The United Nations says progress is urgently needed, both on a global deal beyond 2012 and in working out how to help developing nations adapt to projected changes such as more droughts, floods and rising sea levels.
"The clock is ticking," said Achim Steiner, head of the Nairobi-based UN Environment Programme (UNEP). "We are in fact in some ways with our backs against the wall if you want to have a post-2012 regime in place. We need to keep moving."
"We need to act very urgently or it's going to get very expensive," said Yvo de Boer, head of the UN Climate Change Secretariat in Bonn. Most scientists say fossil fuels burnt in power plants, factories and cars are the main cause of warming.
But de Boer said there was no pressure yet to set a deadline for completing a post-2012 pact, noting that a broad "dialogue" on future actions would only end in 2007. "I don't think there will be pressure in Nairobi to set the date," he told Reuters.
The meeting, of 6,000 delegates with ministers attending the second week, will try to work out how to involve Kyoto outsiders led by the United States, the world's biggest emitter of greenhouse gases, and developing nations such as China and India more closely in longer-term UN-led plans.
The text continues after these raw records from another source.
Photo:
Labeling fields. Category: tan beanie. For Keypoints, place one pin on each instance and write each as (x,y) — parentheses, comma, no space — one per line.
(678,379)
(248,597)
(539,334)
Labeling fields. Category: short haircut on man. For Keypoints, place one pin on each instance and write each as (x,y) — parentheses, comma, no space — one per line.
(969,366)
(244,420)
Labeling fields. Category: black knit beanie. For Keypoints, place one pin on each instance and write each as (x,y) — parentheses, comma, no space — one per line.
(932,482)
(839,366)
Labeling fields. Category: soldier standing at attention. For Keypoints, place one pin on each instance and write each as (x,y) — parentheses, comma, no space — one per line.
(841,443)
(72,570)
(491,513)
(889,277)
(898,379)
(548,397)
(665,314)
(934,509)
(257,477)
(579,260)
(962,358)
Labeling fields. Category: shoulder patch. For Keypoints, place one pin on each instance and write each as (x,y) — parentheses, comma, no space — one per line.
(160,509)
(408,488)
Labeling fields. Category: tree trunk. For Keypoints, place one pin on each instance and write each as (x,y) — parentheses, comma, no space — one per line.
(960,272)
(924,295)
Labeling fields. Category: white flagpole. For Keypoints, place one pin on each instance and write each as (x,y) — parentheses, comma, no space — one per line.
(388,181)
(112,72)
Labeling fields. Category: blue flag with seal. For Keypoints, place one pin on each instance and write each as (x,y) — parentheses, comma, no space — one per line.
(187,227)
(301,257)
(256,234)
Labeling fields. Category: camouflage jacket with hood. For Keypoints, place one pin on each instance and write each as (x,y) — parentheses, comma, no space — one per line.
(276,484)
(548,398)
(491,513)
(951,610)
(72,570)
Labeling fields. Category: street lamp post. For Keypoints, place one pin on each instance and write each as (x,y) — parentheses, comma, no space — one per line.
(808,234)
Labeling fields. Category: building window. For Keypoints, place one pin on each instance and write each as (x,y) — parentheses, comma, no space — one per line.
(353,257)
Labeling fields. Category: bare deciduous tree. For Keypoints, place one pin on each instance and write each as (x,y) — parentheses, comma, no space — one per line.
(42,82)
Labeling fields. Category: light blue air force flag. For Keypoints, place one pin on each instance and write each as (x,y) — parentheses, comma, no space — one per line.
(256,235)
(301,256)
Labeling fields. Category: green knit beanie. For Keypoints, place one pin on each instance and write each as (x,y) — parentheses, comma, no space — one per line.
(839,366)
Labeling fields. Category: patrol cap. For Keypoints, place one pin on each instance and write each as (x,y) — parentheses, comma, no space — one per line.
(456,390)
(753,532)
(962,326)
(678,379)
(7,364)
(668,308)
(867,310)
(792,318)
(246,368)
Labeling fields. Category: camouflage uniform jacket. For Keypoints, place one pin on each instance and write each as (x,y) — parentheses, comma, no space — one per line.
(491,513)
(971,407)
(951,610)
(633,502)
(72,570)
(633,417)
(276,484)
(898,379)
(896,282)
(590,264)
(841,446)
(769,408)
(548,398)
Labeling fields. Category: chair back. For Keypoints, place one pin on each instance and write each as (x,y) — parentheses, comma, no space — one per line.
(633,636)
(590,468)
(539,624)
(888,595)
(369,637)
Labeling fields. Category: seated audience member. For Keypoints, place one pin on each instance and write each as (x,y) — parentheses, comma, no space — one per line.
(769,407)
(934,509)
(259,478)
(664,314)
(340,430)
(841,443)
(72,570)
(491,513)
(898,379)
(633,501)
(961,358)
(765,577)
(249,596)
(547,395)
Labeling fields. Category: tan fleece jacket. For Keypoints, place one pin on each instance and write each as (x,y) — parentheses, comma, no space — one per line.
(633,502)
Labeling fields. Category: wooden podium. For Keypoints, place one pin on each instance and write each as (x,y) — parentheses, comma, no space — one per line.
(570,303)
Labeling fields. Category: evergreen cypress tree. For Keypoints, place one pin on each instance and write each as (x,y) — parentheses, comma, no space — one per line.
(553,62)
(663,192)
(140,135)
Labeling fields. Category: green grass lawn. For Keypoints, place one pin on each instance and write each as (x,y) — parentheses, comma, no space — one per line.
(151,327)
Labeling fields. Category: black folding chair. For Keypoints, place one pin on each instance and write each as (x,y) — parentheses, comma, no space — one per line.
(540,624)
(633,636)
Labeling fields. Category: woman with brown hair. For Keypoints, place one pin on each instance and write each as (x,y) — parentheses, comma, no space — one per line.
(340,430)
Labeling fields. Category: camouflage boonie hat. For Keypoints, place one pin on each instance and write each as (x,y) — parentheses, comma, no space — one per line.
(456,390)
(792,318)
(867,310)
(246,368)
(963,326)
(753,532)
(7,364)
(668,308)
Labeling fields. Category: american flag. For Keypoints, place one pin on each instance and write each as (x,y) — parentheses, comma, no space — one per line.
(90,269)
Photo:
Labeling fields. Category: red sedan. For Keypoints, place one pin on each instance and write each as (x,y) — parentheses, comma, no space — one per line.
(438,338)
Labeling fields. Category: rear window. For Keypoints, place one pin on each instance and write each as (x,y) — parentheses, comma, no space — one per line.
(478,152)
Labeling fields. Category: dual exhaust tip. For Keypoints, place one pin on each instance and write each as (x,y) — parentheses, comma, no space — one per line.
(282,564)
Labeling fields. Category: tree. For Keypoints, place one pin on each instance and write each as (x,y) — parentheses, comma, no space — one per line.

Kyoto obliges 35 industrialised nations to cut emissions to 5 percent below 1990 levels by 2008-12. On Monday, the most comprehensive review of the economics of climate change warned that costs of inaction in fighting global warming could cause an economic downturn on a scale associated with world wars or the 1930s depression.
Environmentalists hope the apocalyptic warnings in the report by Britain's Nicholas Stern, a former World Bank chief economist, might inject more urgency into Nairobi. "The Stern review is a wake-up call for the world," said Martin Hiller of the WWF environmental group.
Environmentalists, some governments and many businesses planning long-term investments in new technologies want negotiators work out a successor to Kyoto by 2008.
"I think that to try to finalise a new climate regime by 2008 would be very ambitious indeed," de Boer said. He said he hoped instead that the world would agree in 2007 to "kick start" negotiations.
Some experts reckon that any broader successor to Kyoto may have to wait until 2010 - after US President George W. Bush steps down from the White House in January 2009. Bush, who says Kyoto would cost US jobs and wrongly excludes developing nations, is investing heavily in new technologies but his policies allow emissions to rise to 2012.
And the Stern report showed no sign of converting sceptics about capping greenhouse gas emissions. The White House Council on Environmental Quality called the report "another contribution" to an "abundance of economic analysis" on the issue of climate change.
And Opec Secretary-General Mohammed Barkindo said the report had "no foundations in either science or economics". The Nairobi talks will try to promote investments under a Kyoto project channelling aid to developing nations, ranging from wind farms in China to hydro-electric schemes in Brazil. African nations have lagged so far under the scheme.